In modern society, the presence of nuclear weapons creates a state of Mutually Assured Destruction (MAD), where the ultimate guarantee against nuclear war is the fact that BOTH sides possess the capacity for total annihilation against mankind.
The hunter’s association’s decision to deploy the rose, a weapon guaranteed to poison the land and people up until death and kill within hours of exposure, as a last minute attempt of victory shows the extent to which powerful intuition, even those who claim to be protecting freedom, will soon to embrace apocalyptical violence simply due to the fear of death amongst a society.
Just as the real-world nations justify the maintenance of nuclear arsenals as a “necessary evil” for deterrence, the Hunter association justifies the Poor Man’s Rose as the only guaranteed means to prevent an Ant-led global shift. This ideology confirms that the dominance of one group is valued above the idea of life and humanity itself.
As the Chimera Ant arc progresses, the Chimera Ant hierarchy is fractured through the introduction of human emotions, where Meruem is struck by his own humanity. A transformation that was sparked by Komugi, whose presence forced Meruem to embrace life from a new perspective, rather than conquest, it now shifts to empathy. An idea that leaks into his own royal guard, dividing them so greatly.
We see a great shift in Neferpitou’s character once they are tasked with healing injured Komugi. It is with this that we see Pitou express a vulnerable human nature outside of being the monstrous villain we have been so used to seeing from them.
However, as the antagonists are expressing a shift towards enlightenment, Togashi can utilize Gon to illustrate the darker, more corrupt side of human conditions. Starting the series as a carefree child driven by the simple motives to find his father and help his friends, Gon’s own trajectory takes a harrowing turn following the loss of Kite.
This is a descent that follows within all humans. It is through Gon we understand that grief and love, when left unchecked, can mutate into a dangerous, simple-minded need for vengeance.
It is by the time Gon confronts highly anxious Pitou, the moral roles have effectively reversed: Where the “monsters” find soul, whilst the “human” has sacrificed his own for the sake of destruction, driven by the sole purpose of destroying what hurt him the most.
This is a mirror that serves as the arc’s ultimate commentary on the fluidity of morality, proving that we, as humans, are not a fixed state, but a choice between compassion and the same primal darkness that fuels tyranny in the first place.

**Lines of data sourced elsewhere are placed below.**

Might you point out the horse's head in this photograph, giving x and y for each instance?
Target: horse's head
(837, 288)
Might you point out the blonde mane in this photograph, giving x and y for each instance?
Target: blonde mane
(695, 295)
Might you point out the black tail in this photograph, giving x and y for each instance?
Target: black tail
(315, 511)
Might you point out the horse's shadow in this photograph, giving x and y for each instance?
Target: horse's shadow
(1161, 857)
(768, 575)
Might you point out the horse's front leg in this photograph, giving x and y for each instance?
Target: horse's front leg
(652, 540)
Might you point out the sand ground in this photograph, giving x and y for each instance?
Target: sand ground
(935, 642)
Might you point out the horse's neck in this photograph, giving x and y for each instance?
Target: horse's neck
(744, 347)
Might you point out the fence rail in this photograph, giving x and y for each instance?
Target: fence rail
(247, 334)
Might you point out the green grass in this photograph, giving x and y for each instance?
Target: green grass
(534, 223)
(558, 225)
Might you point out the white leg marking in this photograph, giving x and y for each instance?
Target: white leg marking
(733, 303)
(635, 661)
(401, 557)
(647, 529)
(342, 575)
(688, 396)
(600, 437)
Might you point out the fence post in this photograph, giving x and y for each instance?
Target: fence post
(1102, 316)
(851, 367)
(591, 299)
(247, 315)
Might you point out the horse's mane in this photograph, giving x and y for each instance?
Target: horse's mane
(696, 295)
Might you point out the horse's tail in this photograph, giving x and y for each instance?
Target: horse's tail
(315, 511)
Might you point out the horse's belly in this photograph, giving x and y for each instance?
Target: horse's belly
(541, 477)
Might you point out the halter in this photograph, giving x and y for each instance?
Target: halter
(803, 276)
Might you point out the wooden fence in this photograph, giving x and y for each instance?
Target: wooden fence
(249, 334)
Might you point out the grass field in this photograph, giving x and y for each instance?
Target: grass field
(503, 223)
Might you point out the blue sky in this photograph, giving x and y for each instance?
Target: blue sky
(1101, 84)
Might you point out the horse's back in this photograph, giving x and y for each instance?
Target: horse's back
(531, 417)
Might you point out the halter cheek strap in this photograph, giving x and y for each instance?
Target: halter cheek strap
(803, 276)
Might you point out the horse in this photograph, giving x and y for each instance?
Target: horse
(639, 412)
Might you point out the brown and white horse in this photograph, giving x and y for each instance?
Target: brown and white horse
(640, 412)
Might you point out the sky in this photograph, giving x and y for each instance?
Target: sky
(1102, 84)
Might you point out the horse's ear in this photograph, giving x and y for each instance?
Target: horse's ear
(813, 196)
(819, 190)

Ultimately, the chimera Ant Arc serves as a sobering reflection on the cyclical nature of human conflict and the fragility of our own social structures. By weaving together the terrifying efficiency of a cult of personality, the existential threat of weapons of mass destruction, and the personal erosion of a young boy’s soul, Togashi reminds us that the “monstrous” is often just a reflection of our own unchecked shadows.
The tragedy of the arc is found within its end: While Meruem found his humanity in the simple game of Gungi, humanity chose to maintain its dominance through the cold, industrial poison of the Poor Man’s Rose.
This paradox is best captured through the arc’s own closing sentiment: “Come. Let us drink to this creature called man! Good and evil repeat in an endless cycle… on the spiral of time, where a lifetime is far too long for peace yet far too short for war. That is why they yearn. That is why they foster. If only they knew… that all one needs in life is the sun, the soil, and poetry.”
Through this lens, the struggle against the Chimera Ants was never truly about a clash of species, but a clash of values. It leaves us with the haunting realization that while we are capable of the poetry of connection, we are just as likely to remain trapped in the spiral of our own making, valuing the power of the “Rose” over the simplicity of the “sun and soil.”